Who we are
We’re a community of people of all ages and from all walks of life.
We don’t come to church because we’re perfect people, but because we want to grow in our faith, we want to worship, we want to serve, and we want to share God’s love with our community in practical ways.
We’re active partners in Churches Together in Furness and work closely with other churches in the Ulverston district.
Our church’s vision:
Belong to Christ
Know God personally
Worship God in Spirit and truth
Apply the Bible to our lives
Represent all ages and backgrounds
Meet together regularly
Work in partnership with other churches
Grow in Christ
Encourage and support one another within small groups
Discover and use our God-given gifts
Encourage the ministry of healing
Give appropriate nurture and training
Provide accountable leadership
Share His Love
Share our buildings and resources
Serve the needy through prayer, finance and practical action
Support family life
Support mission locally and worldwide
Promote peace and justice
Welcome everyone and help them to know God
We’re a modern, outward-looking church with ancient roots.

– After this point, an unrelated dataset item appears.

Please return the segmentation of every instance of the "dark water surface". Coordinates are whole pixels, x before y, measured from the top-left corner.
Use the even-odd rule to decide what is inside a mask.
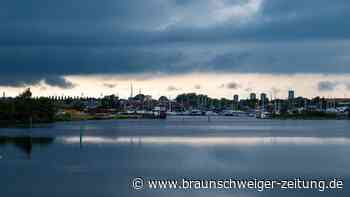
[[[350,121],[171,117],[0,129],[1,197],[350,196]],[[342,179],[327,190],[150,190],[148,179]]]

The church of St. Mary with Holy Trinity has been the Parish Church of Ulverston for 900 years.
St. Mary with Holy Trinity has been the Parish Church of Ulverston for 900 years. Nobody knows exactly when the first church was built on this site, but most people believe that a church was founded here in 1111 AD. In the reign of Henry II (1154-89) the church in Ulverston was placed in the care of the monks from Conishead Priory. The church also paid an annual sum to Furness Abbey.
During the Dissolution of the monasteries by Henry VIII, both Furness Abbey and Conishead Priory were destroyed. The church in Ulverston became the property of the crown and was restored during the next 50 years using stone taken from both Furness Abbey and Conishead Priory. The first Vicar was Leonard Fell. The Fells were an important local family and have many connections with the church.
The present tower was built between 1540-60 with money left to the church by a later Leonard Fell (not the first vicar) on his death in 1542. It is said that this replaced an earlier steeple that collapsed, possibly following a storm, damaging much of the church building. Most of the church was rebuilt and restored in the 19th century. The first restoration was carried out in 1804. Further work was undertaken in 1864 and 1902.
In 2008/9 the interior of the church was re-ordered to bring it up to date for modern forms of worship as well as to provide a meeting and refreshment area.